It’s always exciting to take on a new strata landscape maintenance contract because the assumption is that your service will improve on the service of whoever did the site before. The fine print in your contract details exactly what will happen during the ten or twelve months to come.
I love the first visit. You get to walk the entire site and assess the highest priority sections to get hit first. This usually covers main entrances, clubhouses and mailboxes. When the site is especially large, you will have to develop a nice rotation so your service isn’t helter-skelter.

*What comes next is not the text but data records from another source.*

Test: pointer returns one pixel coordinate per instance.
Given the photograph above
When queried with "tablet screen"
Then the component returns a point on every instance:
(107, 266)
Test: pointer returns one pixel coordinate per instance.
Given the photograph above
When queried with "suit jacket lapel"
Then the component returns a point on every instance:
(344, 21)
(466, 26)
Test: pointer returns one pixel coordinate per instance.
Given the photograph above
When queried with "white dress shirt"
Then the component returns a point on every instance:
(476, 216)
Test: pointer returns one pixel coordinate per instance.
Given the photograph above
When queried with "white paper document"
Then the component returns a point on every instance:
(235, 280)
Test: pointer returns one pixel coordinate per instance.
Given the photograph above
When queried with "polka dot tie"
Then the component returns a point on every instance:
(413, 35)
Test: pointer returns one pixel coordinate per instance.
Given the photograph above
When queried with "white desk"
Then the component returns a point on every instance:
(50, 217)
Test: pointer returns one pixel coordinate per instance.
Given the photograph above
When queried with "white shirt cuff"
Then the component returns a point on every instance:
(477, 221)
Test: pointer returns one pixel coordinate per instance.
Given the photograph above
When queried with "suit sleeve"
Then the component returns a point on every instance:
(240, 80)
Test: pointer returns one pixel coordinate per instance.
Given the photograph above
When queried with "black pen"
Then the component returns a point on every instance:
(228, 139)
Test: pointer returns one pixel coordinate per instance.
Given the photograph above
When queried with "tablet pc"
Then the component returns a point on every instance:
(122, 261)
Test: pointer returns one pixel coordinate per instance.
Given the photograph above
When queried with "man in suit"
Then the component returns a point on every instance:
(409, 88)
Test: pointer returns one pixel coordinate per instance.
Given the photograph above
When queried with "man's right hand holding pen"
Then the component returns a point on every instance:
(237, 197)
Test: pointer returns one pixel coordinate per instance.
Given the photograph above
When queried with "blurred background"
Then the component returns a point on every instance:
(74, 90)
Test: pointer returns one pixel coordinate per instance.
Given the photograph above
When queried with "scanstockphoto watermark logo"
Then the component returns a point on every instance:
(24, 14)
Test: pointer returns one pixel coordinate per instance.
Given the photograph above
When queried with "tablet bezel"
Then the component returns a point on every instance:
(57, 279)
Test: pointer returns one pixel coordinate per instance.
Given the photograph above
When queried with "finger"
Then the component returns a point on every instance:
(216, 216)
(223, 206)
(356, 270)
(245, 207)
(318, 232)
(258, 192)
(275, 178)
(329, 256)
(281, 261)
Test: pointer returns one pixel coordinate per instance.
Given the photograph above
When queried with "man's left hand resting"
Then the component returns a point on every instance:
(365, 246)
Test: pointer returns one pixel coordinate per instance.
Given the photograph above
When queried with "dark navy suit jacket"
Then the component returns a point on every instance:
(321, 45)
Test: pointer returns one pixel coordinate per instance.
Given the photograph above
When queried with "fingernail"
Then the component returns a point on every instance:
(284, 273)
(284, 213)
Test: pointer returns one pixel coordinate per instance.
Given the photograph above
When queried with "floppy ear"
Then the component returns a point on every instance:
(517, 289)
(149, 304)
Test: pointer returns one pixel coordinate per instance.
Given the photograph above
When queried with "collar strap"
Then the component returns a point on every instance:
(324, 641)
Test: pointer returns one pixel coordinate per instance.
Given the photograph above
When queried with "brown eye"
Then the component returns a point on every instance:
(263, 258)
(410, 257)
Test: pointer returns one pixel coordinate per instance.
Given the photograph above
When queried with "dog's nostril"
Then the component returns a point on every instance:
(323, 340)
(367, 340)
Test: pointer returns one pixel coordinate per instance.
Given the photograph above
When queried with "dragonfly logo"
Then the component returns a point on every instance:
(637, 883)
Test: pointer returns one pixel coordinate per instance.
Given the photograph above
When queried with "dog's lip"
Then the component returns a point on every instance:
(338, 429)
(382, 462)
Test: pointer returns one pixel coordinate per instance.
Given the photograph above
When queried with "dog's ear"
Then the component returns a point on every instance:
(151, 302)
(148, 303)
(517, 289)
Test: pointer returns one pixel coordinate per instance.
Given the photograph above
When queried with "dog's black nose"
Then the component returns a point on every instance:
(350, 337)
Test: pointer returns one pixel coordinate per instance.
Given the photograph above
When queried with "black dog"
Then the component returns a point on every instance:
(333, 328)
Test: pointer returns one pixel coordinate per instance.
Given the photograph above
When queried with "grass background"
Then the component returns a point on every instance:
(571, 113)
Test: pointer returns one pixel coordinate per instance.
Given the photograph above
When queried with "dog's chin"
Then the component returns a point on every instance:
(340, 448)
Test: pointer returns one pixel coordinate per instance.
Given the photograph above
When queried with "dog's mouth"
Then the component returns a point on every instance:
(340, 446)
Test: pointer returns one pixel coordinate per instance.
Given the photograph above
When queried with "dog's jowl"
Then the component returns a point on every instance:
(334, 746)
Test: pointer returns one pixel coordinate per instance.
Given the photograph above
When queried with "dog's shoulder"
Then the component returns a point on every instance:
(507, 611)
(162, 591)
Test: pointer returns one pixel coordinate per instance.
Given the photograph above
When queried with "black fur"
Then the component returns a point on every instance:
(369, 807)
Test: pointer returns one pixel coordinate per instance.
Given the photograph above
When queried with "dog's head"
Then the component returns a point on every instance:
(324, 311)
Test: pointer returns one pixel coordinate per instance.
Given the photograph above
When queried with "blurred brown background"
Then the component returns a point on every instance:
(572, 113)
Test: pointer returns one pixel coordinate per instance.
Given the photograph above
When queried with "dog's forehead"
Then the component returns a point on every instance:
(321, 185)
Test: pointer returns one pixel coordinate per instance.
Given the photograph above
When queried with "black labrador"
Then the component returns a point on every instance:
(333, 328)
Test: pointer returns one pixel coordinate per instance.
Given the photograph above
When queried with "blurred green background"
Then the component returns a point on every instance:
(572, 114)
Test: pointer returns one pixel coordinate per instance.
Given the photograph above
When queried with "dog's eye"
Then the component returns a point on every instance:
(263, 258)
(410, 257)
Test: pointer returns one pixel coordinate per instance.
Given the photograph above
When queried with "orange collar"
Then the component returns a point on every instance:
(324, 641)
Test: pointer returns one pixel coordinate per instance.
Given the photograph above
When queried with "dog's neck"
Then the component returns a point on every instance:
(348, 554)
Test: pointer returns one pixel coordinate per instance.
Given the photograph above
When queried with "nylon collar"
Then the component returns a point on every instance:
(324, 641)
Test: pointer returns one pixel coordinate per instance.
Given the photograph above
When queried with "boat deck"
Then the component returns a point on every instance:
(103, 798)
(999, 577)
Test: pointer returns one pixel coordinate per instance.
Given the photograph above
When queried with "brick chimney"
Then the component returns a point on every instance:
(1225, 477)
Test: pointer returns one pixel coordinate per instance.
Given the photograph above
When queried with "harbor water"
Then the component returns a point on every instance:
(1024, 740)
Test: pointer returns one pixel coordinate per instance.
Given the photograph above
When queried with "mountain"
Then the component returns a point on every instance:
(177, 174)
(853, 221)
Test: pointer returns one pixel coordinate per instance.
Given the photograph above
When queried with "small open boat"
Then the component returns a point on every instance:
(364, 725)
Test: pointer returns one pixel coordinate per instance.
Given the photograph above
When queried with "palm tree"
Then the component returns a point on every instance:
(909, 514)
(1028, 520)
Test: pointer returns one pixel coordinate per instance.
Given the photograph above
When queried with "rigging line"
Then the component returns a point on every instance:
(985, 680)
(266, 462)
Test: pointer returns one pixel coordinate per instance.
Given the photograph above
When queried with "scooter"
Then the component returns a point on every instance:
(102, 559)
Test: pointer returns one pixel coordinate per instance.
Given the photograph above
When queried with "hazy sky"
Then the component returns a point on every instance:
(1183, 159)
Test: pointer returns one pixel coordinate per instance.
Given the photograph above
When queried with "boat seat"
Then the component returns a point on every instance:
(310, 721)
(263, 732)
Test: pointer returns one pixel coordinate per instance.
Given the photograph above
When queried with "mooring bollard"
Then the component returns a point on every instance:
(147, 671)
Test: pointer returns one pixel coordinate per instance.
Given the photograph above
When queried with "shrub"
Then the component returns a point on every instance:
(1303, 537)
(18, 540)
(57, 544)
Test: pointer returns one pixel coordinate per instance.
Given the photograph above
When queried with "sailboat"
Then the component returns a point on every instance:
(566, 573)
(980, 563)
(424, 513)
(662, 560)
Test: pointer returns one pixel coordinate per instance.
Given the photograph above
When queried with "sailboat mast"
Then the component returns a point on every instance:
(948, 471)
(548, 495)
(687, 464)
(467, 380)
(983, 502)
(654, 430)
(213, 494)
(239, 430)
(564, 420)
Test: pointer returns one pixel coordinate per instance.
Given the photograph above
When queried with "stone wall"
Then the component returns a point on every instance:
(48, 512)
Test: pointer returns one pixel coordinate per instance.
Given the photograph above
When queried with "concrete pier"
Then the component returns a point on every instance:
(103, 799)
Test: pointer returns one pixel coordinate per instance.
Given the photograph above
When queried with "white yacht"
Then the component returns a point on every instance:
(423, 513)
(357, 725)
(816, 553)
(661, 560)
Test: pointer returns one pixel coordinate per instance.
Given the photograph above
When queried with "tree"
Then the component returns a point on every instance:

You also get to examine the dirty corners away from the main ‘beauty strip’ areas. Those corners that tend to get skipped or serviced very little. Previous pruning gets examined; and strata member introductions are made. No-go units must also be identified because some home-gardeners don’t want any service in their yards aside from lawn care. This is critical so we can avoid upsetting residents at the very beginning of our contract.
Let’s take a look at what I saw on the first day of a new contract in Surrey.
This is an obvious task. Any leafiness from last fall must be cleaned-up. Dead plants are a huge problem so in January we catalogue them so we can deal with them in spring.
It would be nice to get some plant separation by shearing both the Prunus laurocerasus and Euonymus alatus.
Left unchecked, ivy (Hedera helix) will overwhelm the Euonymus alatus shrub. So I cut it away from the plant and cleared a circle around it. It will require attention periodically so the ivy doesn’t take too many liberties.
This doesn’t work because Nandina domestica doesn’t regenerate from pruning cuts. This plant requires a flush cut. It should send out shoots from the base, assuming it’s not dead.
One quick hand saw cut will eliminate this unwanted branch. We don’t really want branches developing this low, except on very young trees where the branches protect new bark from sun rays.
No man’s land
This is a classic no man’s land zone between units. It receives less attention so it’s weedy and full of garbage. Unless your landscape maintenance contract spells everything out, you can’t discriminate. You must cover the entire site.
This holly was planted by the owners but long-term it will lead to problems because it’s already touching the building. This gets insurance companies very excited. I suggest complete removal and planting something more appropriate and less prickly.
There you have it. Not a bad first day. This site should be looking great twelve months from now.